Which will create this directory structure. You may see an error when working with human data, as the function tries to link a file that actually already exists.
That's OK.

```
human
├── annotations                                                                                                                                       
│   ├──exon_sums                                         
│   │   ├── human.exon_sums.G026.gtf.gz                                                                                                                    
│   └── gene_sums                                                                                                                                
│       ├── human.gene_sums.G026.gtf.gz                                                                                                                 
└── data_sources
    └── sratest
        ├── base_sums
        ├── exon_sums
        │   └── st
        │       └── sratest
        │           ├── sratest.exon_sums.sratest.ERCC.gz
        │           ├── sratest.exon_sums.sratest.F006.gz
        │           ├── sratest.exon_sums.sratest.G026.gz
        │           ├── sratest.exon_sums.sratest.G029.gz
        │           ├── sratest.exon_sums.sratest.R109.gz
        │           └── sratest.exon_sums.sratest.SIRV.gz
        ├── gene_sums                                                                                                                                    
        │   └── st                                                                                                                                                 
        │       └── sratest
        │           ├── sratest.gene_sums.sratest.ERCC.gz
        │           ├── sratest.gene_sums.sratest.F006.gz
        │           ├── sratest.gene_sums.sratest.G026.gz
        │           ├── sratest.gene_sums.sratest.G029.gz
        │           ├── sratest.gene_sums.sratest.R109.gz
        │           └── sratest.gene_sums.sratest.SIRV.gz
        ├── junctions
        │   └── st
        │       └── sratest
        │           ├── sratest.junctions.sratest.ALL.ID.gz
        │           ├── sratest.junctions.sratest.ALL.MM.gz
        │           ├── sratest.junctions.sratest.ALL.RR.gz
        │           ├── sratest.junctions.sratest.UNIQUE.ID.gz
        │           ├── sratest.junctions.sratest.UNIQUE.MM.gz
        │           └── sratest.junctions.sratest.UNIQUE.RR.gz
        └── metadata
            ├── sratest.recount_project.MD.gz
            └── st
                └── sratest
                    ├── sratest.recount_project.sratest.MD.gz
                    ├── sratest.recount_qc.sratest.MD.gz
                    └── sratest.sratest.sratest.MD.gz
```

Then we can load up recount3 and start working with this dataset:

```{r}
#| label: run-recount3
#| eval: false
library(recount3)
hp = available_projects(recount3_url = tmp_dir)
rse_genes = create_rse(hp[1, ], recount3_url = tmp_dir)
```

## Checking fq.gz

Sometimes, if there is an issue with your filesystem, or the disks where data is being stored, when you copy or move a file, something can go wrong with the file.
recount-pump depends on decompressing your fasta files into the docker container to run, so if anything gets corrupted with the fq.gz file, it just won't run.

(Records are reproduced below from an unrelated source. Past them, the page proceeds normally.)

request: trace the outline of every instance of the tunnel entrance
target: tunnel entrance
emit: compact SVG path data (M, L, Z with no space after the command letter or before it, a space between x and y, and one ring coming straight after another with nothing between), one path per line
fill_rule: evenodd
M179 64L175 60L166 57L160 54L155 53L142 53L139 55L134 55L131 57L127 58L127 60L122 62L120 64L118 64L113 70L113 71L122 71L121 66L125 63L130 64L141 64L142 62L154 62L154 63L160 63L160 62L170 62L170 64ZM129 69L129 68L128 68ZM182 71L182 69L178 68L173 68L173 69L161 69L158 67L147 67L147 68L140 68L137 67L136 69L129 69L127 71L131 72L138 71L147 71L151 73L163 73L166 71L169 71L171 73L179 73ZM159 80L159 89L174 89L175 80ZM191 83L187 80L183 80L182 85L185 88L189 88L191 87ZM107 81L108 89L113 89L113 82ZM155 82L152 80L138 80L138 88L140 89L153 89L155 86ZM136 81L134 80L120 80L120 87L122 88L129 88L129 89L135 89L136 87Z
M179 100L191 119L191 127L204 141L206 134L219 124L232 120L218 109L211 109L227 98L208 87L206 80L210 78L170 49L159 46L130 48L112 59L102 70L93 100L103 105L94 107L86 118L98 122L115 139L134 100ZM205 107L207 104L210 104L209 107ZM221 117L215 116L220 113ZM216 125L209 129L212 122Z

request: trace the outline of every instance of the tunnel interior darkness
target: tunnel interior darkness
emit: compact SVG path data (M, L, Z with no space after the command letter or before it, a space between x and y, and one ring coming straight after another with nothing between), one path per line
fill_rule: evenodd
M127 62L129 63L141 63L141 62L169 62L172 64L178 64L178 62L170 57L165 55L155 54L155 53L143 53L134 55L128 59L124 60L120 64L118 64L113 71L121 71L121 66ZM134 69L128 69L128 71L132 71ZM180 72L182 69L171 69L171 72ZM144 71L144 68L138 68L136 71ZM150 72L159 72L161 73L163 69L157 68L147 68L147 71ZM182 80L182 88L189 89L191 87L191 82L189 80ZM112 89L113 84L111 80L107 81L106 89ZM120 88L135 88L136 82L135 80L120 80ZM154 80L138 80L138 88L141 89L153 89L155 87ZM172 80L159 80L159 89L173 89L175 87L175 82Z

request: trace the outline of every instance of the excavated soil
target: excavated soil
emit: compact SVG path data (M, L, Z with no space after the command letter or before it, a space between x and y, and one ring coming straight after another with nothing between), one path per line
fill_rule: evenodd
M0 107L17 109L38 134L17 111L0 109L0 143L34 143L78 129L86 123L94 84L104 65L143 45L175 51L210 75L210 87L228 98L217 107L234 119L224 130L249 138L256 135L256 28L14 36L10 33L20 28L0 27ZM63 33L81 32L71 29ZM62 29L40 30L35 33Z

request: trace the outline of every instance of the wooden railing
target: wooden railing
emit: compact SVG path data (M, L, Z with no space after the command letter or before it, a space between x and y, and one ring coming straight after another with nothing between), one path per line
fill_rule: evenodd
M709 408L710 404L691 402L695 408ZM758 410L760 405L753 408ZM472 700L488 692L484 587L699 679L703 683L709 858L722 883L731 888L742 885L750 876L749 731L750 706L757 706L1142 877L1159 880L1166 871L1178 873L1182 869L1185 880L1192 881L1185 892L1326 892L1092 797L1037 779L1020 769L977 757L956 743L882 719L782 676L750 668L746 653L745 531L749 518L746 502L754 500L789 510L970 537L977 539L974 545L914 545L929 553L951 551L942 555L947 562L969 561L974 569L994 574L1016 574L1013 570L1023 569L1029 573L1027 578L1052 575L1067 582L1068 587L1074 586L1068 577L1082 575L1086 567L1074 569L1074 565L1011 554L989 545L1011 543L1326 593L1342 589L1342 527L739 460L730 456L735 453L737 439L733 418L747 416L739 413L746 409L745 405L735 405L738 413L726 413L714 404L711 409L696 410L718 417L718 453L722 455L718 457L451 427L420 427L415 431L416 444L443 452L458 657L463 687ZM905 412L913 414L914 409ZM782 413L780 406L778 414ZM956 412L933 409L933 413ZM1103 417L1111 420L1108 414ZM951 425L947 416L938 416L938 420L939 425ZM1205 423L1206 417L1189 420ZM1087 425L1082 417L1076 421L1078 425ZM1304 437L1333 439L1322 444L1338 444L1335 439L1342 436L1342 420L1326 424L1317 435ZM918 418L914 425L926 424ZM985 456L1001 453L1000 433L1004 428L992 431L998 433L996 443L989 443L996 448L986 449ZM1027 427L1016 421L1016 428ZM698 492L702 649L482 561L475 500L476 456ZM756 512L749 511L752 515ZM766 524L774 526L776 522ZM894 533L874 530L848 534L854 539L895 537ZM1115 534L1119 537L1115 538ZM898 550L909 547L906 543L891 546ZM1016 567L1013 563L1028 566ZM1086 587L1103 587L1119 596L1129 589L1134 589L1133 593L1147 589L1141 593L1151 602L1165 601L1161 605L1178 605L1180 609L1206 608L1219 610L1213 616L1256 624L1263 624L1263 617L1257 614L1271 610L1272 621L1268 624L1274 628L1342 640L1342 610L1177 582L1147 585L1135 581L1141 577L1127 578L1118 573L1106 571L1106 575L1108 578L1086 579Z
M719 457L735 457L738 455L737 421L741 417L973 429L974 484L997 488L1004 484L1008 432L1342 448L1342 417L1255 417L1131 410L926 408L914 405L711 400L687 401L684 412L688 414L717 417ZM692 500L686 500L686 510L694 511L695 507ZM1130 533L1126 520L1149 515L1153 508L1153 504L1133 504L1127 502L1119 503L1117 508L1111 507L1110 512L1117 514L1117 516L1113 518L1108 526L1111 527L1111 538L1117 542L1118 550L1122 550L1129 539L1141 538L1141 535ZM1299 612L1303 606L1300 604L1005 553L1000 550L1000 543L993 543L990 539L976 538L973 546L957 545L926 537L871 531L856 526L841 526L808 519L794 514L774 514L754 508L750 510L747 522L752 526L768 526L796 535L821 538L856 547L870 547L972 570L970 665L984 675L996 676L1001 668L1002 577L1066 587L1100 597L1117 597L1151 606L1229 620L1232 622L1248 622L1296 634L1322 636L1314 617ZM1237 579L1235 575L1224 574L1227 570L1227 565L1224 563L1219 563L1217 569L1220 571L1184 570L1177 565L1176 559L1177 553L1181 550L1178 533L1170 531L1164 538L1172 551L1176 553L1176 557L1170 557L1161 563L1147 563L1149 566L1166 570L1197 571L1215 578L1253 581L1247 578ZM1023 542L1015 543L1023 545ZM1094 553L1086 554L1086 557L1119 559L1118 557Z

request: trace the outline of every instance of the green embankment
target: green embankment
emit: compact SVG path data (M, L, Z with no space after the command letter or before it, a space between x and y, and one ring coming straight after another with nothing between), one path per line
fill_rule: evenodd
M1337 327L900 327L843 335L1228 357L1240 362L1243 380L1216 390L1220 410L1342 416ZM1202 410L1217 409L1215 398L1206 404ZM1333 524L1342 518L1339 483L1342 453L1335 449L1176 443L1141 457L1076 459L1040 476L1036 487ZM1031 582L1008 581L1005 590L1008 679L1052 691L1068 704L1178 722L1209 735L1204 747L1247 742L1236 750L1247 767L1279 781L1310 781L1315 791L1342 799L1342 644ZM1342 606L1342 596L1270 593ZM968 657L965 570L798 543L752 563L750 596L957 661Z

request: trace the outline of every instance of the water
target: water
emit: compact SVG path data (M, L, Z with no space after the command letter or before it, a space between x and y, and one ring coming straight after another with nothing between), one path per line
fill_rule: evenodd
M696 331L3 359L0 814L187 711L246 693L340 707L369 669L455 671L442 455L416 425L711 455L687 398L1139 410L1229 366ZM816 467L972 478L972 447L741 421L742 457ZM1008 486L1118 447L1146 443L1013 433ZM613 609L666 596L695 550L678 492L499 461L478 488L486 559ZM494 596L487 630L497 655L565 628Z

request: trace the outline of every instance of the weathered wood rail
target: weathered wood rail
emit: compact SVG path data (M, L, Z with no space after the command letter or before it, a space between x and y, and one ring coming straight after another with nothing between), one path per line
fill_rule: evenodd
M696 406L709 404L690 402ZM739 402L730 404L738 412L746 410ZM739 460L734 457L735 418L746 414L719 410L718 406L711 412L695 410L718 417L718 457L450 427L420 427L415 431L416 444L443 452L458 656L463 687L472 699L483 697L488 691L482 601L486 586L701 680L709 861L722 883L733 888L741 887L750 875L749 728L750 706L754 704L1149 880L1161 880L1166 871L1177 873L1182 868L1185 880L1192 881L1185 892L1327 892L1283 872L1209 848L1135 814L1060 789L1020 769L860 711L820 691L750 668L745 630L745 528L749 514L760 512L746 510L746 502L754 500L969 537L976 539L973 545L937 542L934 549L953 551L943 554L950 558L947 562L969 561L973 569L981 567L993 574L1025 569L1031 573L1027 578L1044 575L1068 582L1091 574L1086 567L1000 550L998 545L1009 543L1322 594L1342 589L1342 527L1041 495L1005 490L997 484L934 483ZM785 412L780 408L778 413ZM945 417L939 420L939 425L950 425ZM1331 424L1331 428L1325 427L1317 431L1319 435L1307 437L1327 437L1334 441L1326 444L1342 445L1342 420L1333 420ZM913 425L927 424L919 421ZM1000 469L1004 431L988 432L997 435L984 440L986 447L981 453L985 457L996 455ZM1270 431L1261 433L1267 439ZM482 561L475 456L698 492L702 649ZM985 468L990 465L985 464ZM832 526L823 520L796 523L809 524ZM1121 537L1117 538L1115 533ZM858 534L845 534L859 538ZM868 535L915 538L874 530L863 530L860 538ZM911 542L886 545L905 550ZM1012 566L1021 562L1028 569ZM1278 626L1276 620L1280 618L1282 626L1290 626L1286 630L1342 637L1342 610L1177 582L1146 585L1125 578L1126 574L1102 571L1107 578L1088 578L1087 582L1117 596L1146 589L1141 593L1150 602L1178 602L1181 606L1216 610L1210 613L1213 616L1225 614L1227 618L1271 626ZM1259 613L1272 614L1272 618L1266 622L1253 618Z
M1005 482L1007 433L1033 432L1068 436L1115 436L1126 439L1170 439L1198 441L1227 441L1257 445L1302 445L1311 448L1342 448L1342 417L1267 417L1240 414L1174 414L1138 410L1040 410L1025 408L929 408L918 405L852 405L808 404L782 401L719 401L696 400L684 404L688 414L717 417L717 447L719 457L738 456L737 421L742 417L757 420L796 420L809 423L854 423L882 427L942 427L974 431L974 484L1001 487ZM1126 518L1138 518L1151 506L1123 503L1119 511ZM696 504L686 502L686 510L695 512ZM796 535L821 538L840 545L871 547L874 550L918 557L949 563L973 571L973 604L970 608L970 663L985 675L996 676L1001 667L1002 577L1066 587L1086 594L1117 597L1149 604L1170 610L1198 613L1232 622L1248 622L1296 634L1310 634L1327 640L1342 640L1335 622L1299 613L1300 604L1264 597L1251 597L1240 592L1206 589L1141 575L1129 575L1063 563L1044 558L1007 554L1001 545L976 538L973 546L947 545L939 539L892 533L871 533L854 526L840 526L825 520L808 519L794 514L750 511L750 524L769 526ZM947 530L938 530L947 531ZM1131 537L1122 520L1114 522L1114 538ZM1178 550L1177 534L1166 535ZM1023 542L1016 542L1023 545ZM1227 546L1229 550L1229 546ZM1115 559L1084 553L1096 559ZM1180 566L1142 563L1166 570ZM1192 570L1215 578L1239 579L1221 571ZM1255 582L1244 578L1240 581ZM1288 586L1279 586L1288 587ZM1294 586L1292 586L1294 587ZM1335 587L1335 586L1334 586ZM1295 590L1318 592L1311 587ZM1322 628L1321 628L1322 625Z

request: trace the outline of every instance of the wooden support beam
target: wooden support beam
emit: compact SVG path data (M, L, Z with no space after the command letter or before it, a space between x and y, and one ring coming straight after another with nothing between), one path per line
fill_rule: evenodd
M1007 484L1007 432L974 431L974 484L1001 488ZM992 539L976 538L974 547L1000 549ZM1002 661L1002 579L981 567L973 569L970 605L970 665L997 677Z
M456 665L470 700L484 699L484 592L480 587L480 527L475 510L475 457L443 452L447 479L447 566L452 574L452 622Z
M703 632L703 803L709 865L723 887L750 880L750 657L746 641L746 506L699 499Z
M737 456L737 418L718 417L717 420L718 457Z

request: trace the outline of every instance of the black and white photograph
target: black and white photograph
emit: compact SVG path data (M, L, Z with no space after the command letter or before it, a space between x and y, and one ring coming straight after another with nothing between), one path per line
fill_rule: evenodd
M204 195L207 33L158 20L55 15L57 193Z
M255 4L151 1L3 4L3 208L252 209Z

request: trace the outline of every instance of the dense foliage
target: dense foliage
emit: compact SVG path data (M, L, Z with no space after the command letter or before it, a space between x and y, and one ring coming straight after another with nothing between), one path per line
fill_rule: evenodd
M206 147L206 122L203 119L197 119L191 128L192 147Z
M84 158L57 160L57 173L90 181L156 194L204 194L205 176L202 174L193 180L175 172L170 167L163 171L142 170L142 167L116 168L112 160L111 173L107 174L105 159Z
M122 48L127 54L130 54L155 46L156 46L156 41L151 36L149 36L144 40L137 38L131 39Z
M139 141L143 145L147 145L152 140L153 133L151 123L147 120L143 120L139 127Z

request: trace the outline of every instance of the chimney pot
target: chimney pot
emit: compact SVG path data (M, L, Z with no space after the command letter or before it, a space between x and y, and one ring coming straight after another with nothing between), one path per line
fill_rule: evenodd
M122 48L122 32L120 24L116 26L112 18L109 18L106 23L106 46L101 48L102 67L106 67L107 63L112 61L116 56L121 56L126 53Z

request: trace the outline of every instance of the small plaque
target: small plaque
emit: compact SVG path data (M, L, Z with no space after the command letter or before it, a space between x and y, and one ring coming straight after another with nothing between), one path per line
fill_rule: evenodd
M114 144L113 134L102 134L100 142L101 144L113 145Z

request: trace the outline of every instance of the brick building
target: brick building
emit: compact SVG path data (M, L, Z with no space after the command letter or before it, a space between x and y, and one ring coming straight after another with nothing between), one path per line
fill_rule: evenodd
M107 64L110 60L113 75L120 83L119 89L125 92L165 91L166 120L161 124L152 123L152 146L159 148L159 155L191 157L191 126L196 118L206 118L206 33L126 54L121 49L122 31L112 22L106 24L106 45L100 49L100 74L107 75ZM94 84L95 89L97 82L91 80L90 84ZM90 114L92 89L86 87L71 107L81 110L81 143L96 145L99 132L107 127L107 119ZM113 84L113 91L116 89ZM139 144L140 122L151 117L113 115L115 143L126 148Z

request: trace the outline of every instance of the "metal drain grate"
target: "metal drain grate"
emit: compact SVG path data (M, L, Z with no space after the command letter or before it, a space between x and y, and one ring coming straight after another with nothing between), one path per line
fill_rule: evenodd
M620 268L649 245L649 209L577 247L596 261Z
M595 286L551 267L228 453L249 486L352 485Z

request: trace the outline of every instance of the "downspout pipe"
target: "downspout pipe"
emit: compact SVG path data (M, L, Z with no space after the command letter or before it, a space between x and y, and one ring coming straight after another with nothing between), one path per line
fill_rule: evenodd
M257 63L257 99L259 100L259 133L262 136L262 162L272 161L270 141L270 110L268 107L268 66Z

So, assuming you have gzip installed on your system, we can check either an entire directory or particular files before running recount-pump and unify.

```{r}
#| label: gz-check
#| eval: false
# Not run
file_checks = rc3_check_gz(fasta)
```

This returns a data.frame, with any error messages emitted from gzip for each file.
Ideally, you see "NA" in every entry before running the pump and unify steps.